The Quantum Cloud is a contemporary sculpture, designed by Antony Gormley, located next to The O2 in London. The sculpture was commissioned for the site and was completed in 1999.

At 30 m in height, it is Gormley's tallest sculpture to date (taller than the Angel of the North). It is constructed from a collection of tetrahedral units made from 1.5 m long sections of steel. The steel sections were arranged using a computer model with a random walk algorithm starting from points on the surface of an enlarged figure based on Gormley's body that forms a residual outline at the centre of the sculpture.

In designing Quantum Cloud, Gormley was influenced by Basil Hiley, quantum physicist (and long-time colleague of David Bohm).
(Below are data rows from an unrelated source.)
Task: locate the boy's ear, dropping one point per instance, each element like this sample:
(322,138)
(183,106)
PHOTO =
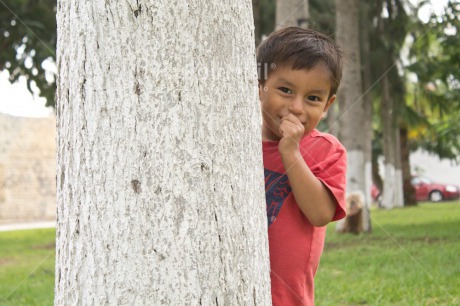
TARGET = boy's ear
(328,104)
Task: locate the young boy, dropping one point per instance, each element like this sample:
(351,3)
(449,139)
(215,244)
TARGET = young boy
(300,72)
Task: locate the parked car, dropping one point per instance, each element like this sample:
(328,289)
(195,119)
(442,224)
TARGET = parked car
(426,190)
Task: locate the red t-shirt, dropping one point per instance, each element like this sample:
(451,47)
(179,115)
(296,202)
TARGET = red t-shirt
(296,245)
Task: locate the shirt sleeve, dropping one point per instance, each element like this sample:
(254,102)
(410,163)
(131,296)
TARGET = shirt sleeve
(328,162)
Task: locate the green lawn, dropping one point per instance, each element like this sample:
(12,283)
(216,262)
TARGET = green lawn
(27,267)
(411,258)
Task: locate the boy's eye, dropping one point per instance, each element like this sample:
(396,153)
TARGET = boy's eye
(314,98)
(285,90)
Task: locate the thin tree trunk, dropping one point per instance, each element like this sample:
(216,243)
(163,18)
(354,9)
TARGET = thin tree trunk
(256,15)
(350,95)
(389,196)
(160,186)
(292,13)
(409,191)
(367,110)
(399,196)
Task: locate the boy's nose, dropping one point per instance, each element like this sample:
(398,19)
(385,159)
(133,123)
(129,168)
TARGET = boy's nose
(296,106)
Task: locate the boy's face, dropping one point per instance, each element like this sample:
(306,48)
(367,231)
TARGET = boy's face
(303,93)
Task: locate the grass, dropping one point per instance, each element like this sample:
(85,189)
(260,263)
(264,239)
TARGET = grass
(411,258)
(27,267)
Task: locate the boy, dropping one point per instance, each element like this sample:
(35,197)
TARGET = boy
(304,169)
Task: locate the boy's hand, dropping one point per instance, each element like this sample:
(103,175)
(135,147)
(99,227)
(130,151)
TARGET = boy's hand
(291,130)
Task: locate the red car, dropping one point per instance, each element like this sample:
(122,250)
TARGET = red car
(427,190)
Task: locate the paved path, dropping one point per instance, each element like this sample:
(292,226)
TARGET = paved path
(28,225)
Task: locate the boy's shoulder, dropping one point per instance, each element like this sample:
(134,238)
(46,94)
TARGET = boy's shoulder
(317,136)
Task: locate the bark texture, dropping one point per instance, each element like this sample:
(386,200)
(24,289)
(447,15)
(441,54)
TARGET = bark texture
(159,178)
(292,13)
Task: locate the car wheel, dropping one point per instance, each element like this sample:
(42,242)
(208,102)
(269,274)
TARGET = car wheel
(435,196)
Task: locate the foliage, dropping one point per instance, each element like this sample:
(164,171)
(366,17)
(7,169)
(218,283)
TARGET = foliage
(434,59)
(410,259)
(27,39)
(267,16)
(27,267)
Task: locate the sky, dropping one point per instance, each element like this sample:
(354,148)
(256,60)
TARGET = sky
(16,100)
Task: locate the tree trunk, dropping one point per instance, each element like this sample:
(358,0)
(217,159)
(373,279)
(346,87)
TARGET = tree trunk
(160,186)
(256,15)
(367,110)
(291,13)
(389,187)
(399,195)
(409,190)
(350,95)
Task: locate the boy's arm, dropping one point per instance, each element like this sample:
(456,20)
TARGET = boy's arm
(314,199)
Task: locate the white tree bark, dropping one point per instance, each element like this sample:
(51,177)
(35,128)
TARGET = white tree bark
(159,177)
(292,13)
(350,97)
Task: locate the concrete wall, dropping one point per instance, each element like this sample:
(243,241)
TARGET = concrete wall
(27,169)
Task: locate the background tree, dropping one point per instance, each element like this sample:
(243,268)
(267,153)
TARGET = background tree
(435,99)
(292,13)
(160,184)
(27,39)
(350,97)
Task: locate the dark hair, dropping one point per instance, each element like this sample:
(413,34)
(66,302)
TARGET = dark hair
(301,49)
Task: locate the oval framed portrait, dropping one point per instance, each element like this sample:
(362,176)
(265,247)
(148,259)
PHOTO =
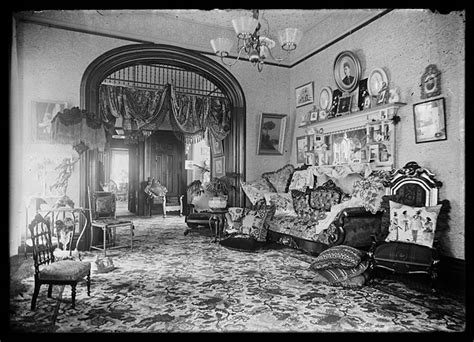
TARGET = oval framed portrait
(347,71)
(375,83)
(325,98)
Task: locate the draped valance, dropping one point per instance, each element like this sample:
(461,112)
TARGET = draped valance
(192,117)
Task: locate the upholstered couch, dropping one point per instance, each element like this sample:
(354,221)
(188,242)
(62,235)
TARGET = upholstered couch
(296,210)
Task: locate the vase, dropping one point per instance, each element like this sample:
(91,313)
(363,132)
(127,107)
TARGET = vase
(218,202)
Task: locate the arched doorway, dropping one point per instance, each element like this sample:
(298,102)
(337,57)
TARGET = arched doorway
(124,56)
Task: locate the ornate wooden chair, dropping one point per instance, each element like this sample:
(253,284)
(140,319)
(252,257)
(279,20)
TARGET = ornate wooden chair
(409,251)
(157,193)
(102,206)
(49,270)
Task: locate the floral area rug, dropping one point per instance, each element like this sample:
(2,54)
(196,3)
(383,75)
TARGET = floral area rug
(176,283)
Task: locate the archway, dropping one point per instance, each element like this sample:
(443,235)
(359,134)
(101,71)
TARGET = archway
(127,55)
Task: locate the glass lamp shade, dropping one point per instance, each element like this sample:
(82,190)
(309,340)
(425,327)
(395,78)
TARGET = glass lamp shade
(244,26)
(254,57)
(265,45)
(221,46)
(289,38)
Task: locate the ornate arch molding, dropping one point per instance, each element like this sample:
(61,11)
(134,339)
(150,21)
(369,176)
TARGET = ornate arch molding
(127,55)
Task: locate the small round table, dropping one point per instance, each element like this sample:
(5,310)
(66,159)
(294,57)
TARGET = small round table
(217,219)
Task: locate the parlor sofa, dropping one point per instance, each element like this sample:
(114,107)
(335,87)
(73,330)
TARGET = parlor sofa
(290,207)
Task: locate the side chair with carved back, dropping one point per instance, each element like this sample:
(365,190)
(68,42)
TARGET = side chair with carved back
(49,270)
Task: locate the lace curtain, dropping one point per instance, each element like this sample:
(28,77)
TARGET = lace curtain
(78,128)
(192,117)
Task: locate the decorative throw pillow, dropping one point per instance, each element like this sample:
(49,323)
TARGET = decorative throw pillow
(233,221)
(338,275)
(254,190)
(301,180)
(254,224)
(281,178)
(323,200)
(300,203)
(371,190)
(340,256)
(283,203)
(413,224)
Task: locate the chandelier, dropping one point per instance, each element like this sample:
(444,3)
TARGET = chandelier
(256,44)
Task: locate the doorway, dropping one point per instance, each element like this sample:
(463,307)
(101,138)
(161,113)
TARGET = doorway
(120,176)
(166,165)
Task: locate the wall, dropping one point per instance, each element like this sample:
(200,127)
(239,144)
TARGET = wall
(404,43)
(51,63)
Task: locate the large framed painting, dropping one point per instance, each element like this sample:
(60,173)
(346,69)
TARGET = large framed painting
(430,121)
(42,114)
(217,147)
(304,94)
(271,134)
(218,166)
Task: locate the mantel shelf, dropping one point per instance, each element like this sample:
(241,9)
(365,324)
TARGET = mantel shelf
(356,119)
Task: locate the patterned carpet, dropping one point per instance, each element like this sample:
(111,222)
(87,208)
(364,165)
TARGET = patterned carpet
(176,283)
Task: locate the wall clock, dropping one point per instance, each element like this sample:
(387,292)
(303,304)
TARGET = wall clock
(376,81)
(325,98)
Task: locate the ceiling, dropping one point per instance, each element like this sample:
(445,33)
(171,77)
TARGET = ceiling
(194,29)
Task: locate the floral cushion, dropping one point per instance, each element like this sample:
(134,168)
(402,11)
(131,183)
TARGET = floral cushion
(340,256)
(323,199)
(371,190)
(254,224)
(283,203)
(301,180)
(254,190)
(301,203)
(413,224)
(281,178)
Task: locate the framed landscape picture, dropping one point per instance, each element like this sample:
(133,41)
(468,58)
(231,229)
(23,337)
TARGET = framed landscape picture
(271,134)
(304,94)
(41,117)
(430,121)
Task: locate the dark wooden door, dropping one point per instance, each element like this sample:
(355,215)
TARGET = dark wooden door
(167,164)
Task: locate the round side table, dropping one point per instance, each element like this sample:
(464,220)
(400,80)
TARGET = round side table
(217,222)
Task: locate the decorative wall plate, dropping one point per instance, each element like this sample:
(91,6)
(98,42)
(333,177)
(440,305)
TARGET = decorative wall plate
(376,81)
(325,98)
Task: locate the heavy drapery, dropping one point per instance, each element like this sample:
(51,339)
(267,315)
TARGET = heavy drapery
(192,117)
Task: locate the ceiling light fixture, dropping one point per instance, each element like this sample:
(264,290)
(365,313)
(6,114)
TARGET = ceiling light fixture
(256,44)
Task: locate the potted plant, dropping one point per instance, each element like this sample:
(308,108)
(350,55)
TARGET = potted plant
(218,187)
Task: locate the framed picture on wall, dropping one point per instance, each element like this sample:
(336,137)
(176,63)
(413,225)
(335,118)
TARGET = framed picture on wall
(43,112)
(218,166)
(304,94)
(344,105)
(271,134)
(430,121)
(217,147)
(301,148)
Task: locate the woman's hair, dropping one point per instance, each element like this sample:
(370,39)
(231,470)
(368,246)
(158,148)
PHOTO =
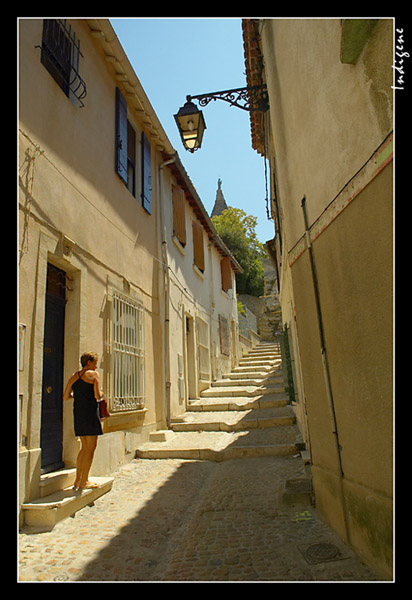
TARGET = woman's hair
(86,356)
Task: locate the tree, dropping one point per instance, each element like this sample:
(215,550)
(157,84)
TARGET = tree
(237,230)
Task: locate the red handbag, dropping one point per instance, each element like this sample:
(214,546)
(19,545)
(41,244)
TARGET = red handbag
(103,409)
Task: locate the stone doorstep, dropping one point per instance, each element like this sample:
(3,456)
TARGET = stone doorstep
(44,513)
(56,481)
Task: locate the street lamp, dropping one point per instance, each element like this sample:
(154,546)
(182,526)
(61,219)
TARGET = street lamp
(191,123)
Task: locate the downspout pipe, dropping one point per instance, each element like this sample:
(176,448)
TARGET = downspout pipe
(325,366)
(167,293)
(324,356)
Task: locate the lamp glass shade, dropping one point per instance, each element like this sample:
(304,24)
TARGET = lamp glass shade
(191,125)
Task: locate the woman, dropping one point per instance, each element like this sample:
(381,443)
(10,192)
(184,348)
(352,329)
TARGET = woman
(86,391)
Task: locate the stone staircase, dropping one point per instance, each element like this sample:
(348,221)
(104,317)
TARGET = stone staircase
(246,414)
(58,500)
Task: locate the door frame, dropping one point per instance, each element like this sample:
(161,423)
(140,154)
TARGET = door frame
(56,304)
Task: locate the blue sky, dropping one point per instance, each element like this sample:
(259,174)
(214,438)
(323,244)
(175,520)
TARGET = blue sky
(176,57)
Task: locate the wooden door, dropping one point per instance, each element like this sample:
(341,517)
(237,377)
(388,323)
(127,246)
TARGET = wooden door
(51,433)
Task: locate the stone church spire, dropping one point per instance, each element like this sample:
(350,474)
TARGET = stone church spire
(220,203)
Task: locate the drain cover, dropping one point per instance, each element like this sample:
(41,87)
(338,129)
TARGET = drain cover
(320,552)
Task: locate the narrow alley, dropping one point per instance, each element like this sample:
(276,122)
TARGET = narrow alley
(179,514)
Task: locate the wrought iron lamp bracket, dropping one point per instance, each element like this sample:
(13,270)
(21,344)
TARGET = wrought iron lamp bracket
(252,98)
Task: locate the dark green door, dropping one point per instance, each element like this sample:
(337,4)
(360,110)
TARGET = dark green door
(51,435)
The idea for Quantum Cloud came from Hiley's thoughts on pre-space as a mathematical structure underlying space-time and matter, and his comment that "algebra is the relationship of relationships." The comment was made during a conversation between Gormley, Hiley and writer David Peat at a 1999 London gathering of artists and scientists, organised by Peat.

The sculpture's structural design was by Elliott Wood Partnership, while the foundation design was by Beckett Rankine. Fabrication was by Tubeworkers (Structures) Ltd.

Gormley's Quantum Cloud is part of The Line, a series of art works that follow the Greenwich Meridian, through the London Boroughs of Greenwich, Tower Hamlets and Newham.